Le modèle d'ELT en cause comprend un contacteur à inertie et un module de contacteur à inertie à 5 axes. Ce module exige une force minimale de 12g sur 1 de ses 5 axes pour déclencher l'ELTNote de bas de page 40. Toutefois, étant donné l'épaisse couche de neige, les forces d'impact auraient sans doute été atténuées à un point tel qu'elles auraient été insuffisantes pour actionner ce module de contacteur à inertie secondaire.
Au cours de l'enquête, le fournisseur du contacteur à inertie a confirmé que ce dernier peut se gripper momentanément en raison de la détérioration de la dorure à l'intérieur du logement et sur la bille causée par les vibrations. Cette détérioration produit un résidu poudreux à mesure que l'ELT vieillit, particulièrement dans des conditions de fortes vibrations. Par conséquent, le fournisseur recommande ce qui suit à propos des contacteurs à inertie : de les mettre à l'essai tous les 4 mois dans le cas d'ELT en service depuis 5 à 7 ans, et de les mettre à l'essai tous les 3 mois ou de les remplacer dans le cas d'ELT en service depuis 7 à 9 ans. Pour les ELT en service depuis 10 ans ou plus, les contacteurs à inertie devraient être remplacés.

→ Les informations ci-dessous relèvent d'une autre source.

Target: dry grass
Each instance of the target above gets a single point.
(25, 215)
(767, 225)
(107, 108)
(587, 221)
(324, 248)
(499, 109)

Étant donné ces recommandations du fournisseur du contacteur à inertie, un fabricant d'ELT qui utilise le même type de contacteur à inertie a publié un bulletin de service sur cette question (annexe D). Le fournisseur du contacteur à inertie a alors discuté de ces recommandations avec un autre fabricant d'ELT. Ce dernier a lui aussi publié un bulletin de service présentant ces recommandations (annexe E). Après avoir été informé de possibles problèmes latents de contacteur à inertie sur le terrain en 2011, Artex a mis en marché un modèle modifié d'ELT Artex ME 406. Ce dernier est doté d'un contacteur à inertie amélioré et hermétiquement fermé qui a été approuvé par la FAA en 2013. De plus, tous les manuels de maintenance des composants d'Artex ont été mis à jour. On y recommande de remplacer l'ancien modèle de contacteur à inertie par le nouveau lors de tout travail de maintenance, y compris le remplacement quinquennal de la pile. Tous les produits ultérieurs d'Artex utilisent ce nouveau contacteur à inertie.
1.12.2 Événements antérieurs mettant en cause des contacteurs d'inertie grippés
Deux enquêtes antérieures du BSTNote de bas de page 41 avaient établi que le grippage des contacteurs d'inertie de Select Controls Inc. (numéro de pièce 2014-1-000) avait empêché le déclenchement de l'ELT après un événement. Dans les 2 cas, l'usure de la bille et du logement avait provoqué une accumulation de résidu poudreux noir qui avait grippé la bille, rendant l'ELT inutilisable.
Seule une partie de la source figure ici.